Vision forte et prenante, respectueuse et lisible pour le spectateur qui ne sort pas indemne de l'agonie de Mme de Croissy, scène clé du premier acte et assiste pétrifié à la décapitation des carmélites (acte 3), monument de l'histoire de la musique, dont chaque pas est parfaitement réglé.
Dans la fosse, Patrick Davin dont on garde en mémoire l’excellente version des Contes d'Hoffmann à Genève par Olivier Py (Bel Air) fait preuve d'une discipline orchestrale, sans doute obtenue au contact des nombreuses partitions contemporaines qu'il dirige, de Berio à Jarrell en passant par Boesmans et Britten, et d'un respect pour le langage mélodique si personnel de Poulenc, dignes d’éloges. Sa lecture puissamment architecturée, virtuose dans les tutti et inspirée dans les moments d'intimité, émeut et tient l'auditoire en haleine jusqu'au dénouement.
A la parfaite distribution réunie en 1995 répond un plateau des plus homogènes, dominé par l'imposante composition de Sylvie Brunet en Prieure du Carmel : voix large, timbre opulent, jeu économe et pertinent, expression recherchée la conduisent naturellement au triomphe. La Mère Marie de Susanne Resmark souffre d'un léger accent et d'une couleur un peu brute, mais le portrait est soigné, tandis qu'Isabelle Kabatu, Mme Lidoine, lutte contre un instrument désormais endommagé aux deux extrémités. Sous les traits d'Anne-Catherine Gillet - dont on ne compte plus les prises de rôles à Toulouse - Soeur Constance irradie de jeunesse et de flamme, Catherine Alcoverro (Soeur Mathilde) et Qiu Lin Zhang (Mère Jeanne) fermant honorablement le rang des Carmélites.
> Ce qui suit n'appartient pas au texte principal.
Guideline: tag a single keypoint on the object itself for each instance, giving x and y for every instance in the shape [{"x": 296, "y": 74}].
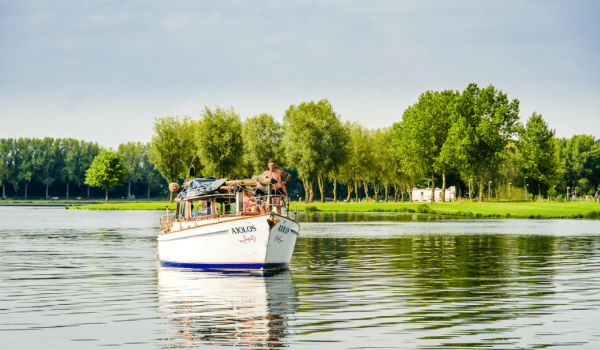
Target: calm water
[{"x": 81, "y": 279}]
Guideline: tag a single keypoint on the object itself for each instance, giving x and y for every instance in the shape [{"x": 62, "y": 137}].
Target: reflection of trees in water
[
  {"x": 327, "y": 217},
  {"x": 435, "y": 280},
  {"x": 207, "y": 308}
]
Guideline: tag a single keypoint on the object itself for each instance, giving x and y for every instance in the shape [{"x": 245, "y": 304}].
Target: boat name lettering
[
  {"x": 243, "y": 229},
  {"x": 283, "y": 229}
]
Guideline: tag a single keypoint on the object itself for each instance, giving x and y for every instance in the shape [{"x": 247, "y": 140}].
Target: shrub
[
  {"x": 310, "y": 208},
  {"x": 423, "y": 208}
]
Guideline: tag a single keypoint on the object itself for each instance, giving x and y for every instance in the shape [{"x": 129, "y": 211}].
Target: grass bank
[
  {"x": 532, "y": 210},
  {"x": 128, "y": 206}
]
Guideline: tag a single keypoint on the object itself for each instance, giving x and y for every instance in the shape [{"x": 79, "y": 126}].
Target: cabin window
[{"x": 182, "y": 210}]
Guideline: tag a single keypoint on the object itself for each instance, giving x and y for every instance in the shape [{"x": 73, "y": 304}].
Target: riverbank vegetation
[
  {"x": 472, "y": 139},
  {"x": 460, "y": 209}
]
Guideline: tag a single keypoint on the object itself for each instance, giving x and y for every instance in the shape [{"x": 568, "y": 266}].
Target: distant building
[{"x": 424, "y": 194}]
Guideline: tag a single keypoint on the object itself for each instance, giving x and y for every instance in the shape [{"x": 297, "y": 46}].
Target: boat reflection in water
[{"x": 217, "y": 308}]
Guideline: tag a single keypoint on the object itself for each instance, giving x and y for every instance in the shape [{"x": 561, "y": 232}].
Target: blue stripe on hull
[{"x": 222, "y": 266}]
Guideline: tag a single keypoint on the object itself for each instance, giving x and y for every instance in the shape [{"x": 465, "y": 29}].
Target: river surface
[{"x": 74, "y": 279}]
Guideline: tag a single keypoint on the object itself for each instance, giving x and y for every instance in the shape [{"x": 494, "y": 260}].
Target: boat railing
[
  {"x": 166, "y": 222},
  {"x": 267, "y": 203}
]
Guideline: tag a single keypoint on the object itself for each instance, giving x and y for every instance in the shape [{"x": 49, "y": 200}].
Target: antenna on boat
[{"x": 191, "y": 170}]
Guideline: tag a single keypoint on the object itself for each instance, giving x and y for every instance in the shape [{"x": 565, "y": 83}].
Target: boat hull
[{"x": 262, "y": 242}]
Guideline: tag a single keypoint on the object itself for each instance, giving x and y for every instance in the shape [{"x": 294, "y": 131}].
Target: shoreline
[{"x": 523, "y": 210}]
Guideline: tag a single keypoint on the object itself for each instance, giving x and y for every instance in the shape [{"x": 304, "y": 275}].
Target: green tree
[
  {"x": 71, "y": 150},
  {"x": 7, "y": 163},
  {"x": 315, "y": 143},
  {"x": 359, "y": 158},
  {"x": 219, "y": 142},
  {"x": 537, "y": 152},
  {"x": 581, "y": 155},
  {"x": 107, "y": 170},
  {"x": 89, "y": 151},
  {"x": 418, "y": 140},
  {"x": 172, "y": 147},
  {"x": 263, "y": 141},
  {"x": 26, "y": 160},
  {"x": 484, "y": 121},
  {"x": 149, "y": 173},
  {"x": 47, "y": 162},
  {"x": 132, "y": 153}
]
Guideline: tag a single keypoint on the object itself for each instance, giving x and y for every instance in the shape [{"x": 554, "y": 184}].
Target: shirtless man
[
  {"x": 250, "y": 203},
  {"x": 273, "y": 173}
]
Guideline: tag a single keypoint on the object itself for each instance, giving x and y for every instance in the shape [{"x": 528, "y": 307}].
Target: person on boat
[
  {"x": 273, "y": 173},
  {"x": 250, "y": 203}
]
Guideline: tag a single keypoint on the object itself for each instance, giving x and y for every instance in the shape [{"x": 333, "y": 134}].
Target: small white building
[{"x": 424, "y": 194}]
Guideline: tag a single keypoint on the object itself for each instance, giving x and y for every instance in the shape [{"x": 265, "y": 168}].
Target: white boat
[{"x": 216, "y": 231}]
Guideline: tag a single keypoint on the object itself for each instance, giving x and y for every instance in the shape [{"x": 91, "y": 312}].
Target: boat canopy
[{"x": 201, "y": 187}]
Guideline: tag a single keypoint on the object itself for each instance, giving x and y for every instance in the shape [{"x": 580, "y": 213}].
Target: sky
[{"x": 104, "y": 70}]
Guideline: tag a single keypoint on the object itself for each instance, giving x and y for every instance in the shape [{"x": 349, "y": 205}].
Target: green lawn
[
  {"x": 128, "y": 206},
  {"x": 472, "y": 209},
  {"x": 465, "y": 209}
]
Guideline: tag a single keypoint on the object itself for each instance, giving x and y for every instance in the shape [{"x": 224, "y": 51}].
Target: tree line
[
  {"x": 474, "y": 137},
  {"x": 64, "y": 163},
  {"x": 470, "y": 139}
]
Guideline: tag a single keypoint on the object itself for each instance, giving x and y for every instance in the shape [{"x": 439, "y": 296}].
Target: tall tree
[
  {"x": 316, "y": 143},
  {"x": 219, "y": 142},
  {"x": 537, "y": 152},
  {"x": 149, "y": 173},
  {"x": 484, "y": 121},
  {"x": 172, "y": 147},
  {"x": 132, "y": 153},
  {"x": 359, "y": 159},
  {"x": 418, "y": 140},
  {"x": 263, "y": 141},
  {"x": 89, "y": 151},
  {"x": 7, "y": 163},
  {"x": 581, "y": 154},
  {"x": 26, "y": 160},
  {"x": 107, "y": 170},
  {"x": 47, "y": 162},
  {"x": 71, "y": 149}
]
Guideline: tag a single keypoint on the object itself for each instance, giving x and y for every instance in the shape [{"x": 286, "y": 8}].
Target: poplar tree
[
  {"x": 263, "y": 141},
  {"x": 107, "y": 170},
  {"x": 218, "y": 140},
  {"x": 132, "y": 153},
  {"x": 315, "y": 143},
  {"x": 484, "y": 121},
  {"x": 537, "y": 152},
  {"x": 172, "y": 147}
]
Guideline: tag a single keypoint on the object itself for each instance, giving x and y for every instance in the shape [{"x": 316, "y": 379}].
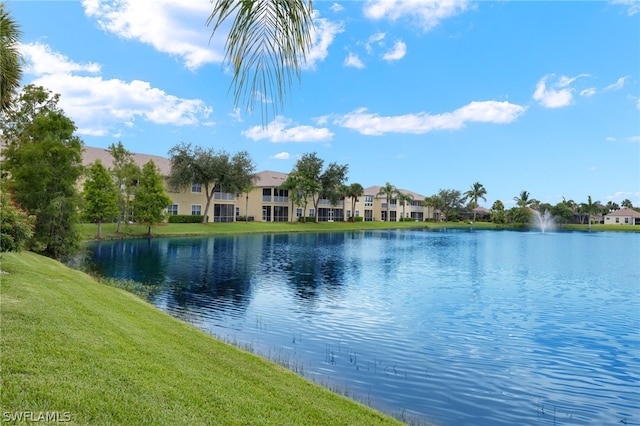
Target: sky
[{"x": 537, "y": 96}]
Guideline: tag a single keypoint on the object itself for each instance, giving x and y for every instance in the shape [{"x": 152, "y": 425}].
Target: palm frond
[{"x": 266, "y": 46}]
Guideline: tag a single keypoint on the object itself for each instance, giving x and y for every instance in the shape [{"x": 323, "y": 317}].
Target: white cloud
[
  {"x": 322, "y": 37},
  {"x": 589, "y": 91},
  {"x": 396, "y": 53},
  {"x": 558, "y": 94},
  {"x": 484, "y": 111},
  {"x": 352, "y": 60},
  {"x": 426, "y": 14},
  {"x": 336, "y": 8},
  {"x": 632, "y": 139},
  {"x": 170, "y": 26},
  {"x": 236, "y": 115},
  {"x": 619, "y": 84},
  {"x": 50, "y": 62},
  {"x": 99, "y": 106},
  {"x": 278, "y": 131},
  {"x": 374, "y": 39},
  {"x": 633, "y": 6},
  {"x": 282, "y": 156}
]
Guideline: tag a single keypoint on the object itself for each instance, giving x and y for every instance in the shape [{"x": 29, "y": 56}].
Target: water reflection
[{"x": 460, "y": 328}]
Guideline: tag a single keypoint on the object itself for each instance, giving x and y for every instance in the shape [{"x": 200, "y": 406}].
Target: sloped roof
[
  {"x": 375, "y": 190},
  {"x": 91, "y": 154},
  {"x": 270, "y": 178},
  {"x": 624, "y": 212}
]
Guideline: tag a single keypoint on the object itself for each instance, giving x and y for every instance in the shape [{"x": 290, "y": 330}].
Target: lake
[{"x": 449, "y": 327}]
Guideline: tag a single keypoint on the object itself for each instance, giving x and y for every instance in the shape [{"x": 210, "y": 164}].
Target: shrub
[
  {"x": 186, "y": 218},
  {"x": 16, "y": 225}
]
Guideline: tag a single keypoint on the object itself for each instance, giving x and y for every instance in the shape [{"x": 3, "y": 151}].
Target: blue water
[{"x": 458, "y": 328}]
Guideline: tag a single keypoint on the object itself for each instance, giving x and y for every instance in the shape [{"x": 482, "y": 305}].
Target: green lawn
[
  {"x": 99, "y": 355},
  {"x": 89, "y": 231}
]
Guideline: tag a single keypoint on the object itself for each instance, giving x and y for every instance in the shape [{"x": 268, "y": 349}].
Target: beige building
[
  {"x": 622, "y": 217},
  {"x": 268, "y": 202}
]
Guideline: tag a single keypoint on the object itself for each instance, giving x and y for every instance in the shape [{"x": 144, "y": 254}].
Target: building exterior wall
[{"x": 266, "y": 201}]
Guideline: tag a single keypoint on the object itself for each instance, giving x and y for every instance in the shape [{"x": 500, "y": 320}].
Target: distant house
[{"x": 622, "y": 217}]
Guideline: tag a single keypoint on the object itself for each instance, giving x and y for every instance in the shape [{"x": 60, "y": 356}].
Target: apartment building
[{"x": 267, "y": 201}]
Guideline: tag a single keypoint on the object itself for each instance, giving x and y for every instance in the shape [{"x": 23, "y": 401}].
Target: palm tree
[
  {"x": 266, "y": 46},
  {"x": 354, "y": 191},
  {"x": 10, "y": 58},
  {"x": 404, "y": 199},
  {"x": 523, "y": 199},
  {"x": 477, "y": 191},
  {"x": 590, "y": 208},
  {"x": 388, "y": 191}
]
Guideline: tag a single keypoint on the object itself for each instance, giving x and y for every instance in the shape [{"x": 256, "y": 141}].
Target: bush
[
  {"x": 16, "y": 225},
  {"x": 186, "y": 218}
]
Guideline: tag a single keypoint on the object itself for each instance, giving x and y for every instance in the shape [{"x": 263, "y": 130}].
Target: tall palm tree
[
  {"x": 389, "y": 191},
  {"x": 10, "y": 58},
  {"x": 266, "y": 46},
  {"x": 477, "y": 191},
  {"x": 590, "y": 208},
  {"x": 404, "y": 198},
  {"x": 354, "y": 191}
]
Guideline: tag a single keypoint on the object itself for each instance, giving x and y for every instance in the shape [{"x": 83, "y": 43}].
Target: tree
[
  {"x": 10, "y": 58},
  {"x": 354, "y": 191},
  {"x": 436, "y": 204},
  {"x": 523, "y": 199},
  {"x": 590, "y": 208},
  {"x": 267, "y": 43},
  {"x": 497, "y": 213},
  {"x": 450, "y": 201},
  {"x": 314, "y": 183},
  {"x": 388, "y": 191},
  {"x": 292, "y": 185},
  {"x": 403, "y": 198},
  {"x": 100, "y": 195},
  {"x": 211, "y": 170},
  {"x": 477, "y": 191},
  {"x": 126, "y": 174},
  {"x": 43, "y": 159},
  {"x": 16, "y": 224},
  {"x": 151, "y": 200}
]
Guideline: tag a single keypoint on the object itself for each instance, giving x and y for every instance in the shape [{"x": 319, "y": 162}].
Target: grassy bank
[
  {"x": 94, "y": 354},
  {"x": 89, "y": 231}
]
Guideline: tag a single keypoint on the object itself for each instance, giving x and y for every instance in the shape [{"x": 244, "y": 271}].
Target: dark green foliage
[
  {"x": 151, "y": 199},
  {"x": 100, "y": 196},
  {"x": 185, "y": 218},
  {"x": 16, "y": 224},
  {"x": 44, "y": 161}
]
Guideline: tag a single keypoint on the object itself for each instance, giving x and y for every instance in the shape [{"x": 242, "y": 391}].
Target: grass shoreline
[
  {"x": 98, "y": 355},
  {"x": 89, "y": 231}
]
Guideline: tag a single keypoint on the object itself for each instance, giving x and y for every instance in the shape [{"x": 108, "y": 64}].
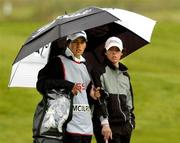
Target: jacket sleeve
[
  {"x": 101, "y": 106},
  {"x": 52, "y": 77}
]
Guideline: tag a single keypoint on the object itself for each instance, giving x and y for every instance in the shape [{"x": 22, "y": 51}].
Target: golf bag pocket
[{"x": 57, "y": 113}]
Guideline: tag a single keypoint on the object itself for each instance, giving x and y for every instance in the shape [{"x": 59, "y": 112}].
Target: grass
[{"x": 154, "y": 73}]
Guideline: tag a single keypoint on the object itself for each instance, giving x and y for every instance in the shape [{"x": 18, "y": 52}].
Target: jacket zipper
[{"x": 121, "y": 108}]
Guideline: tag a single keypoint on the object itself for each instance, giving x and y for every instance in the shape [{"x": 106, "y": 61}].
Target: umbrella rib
[{"x": 14, "y": 73}]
Dans le rôle délicat de Blanche, Sophie Marin-Degor dont les moyens ont fortement cru depuis ses débuts parisiens en 1988 (elle était Amour aux côtés de l'Orphée de Marilyn Horne au TCE), manque sans doute de fragilité et de cette inquiétude maladive qui accompagne chacune de ses décisions, si bien mise en avant par Denise Duval, créatrice du tôle ou plus tard par Felicity Lott ; mais l'interprète est concernée, droite et va à l'encontre de sa pusillanimité.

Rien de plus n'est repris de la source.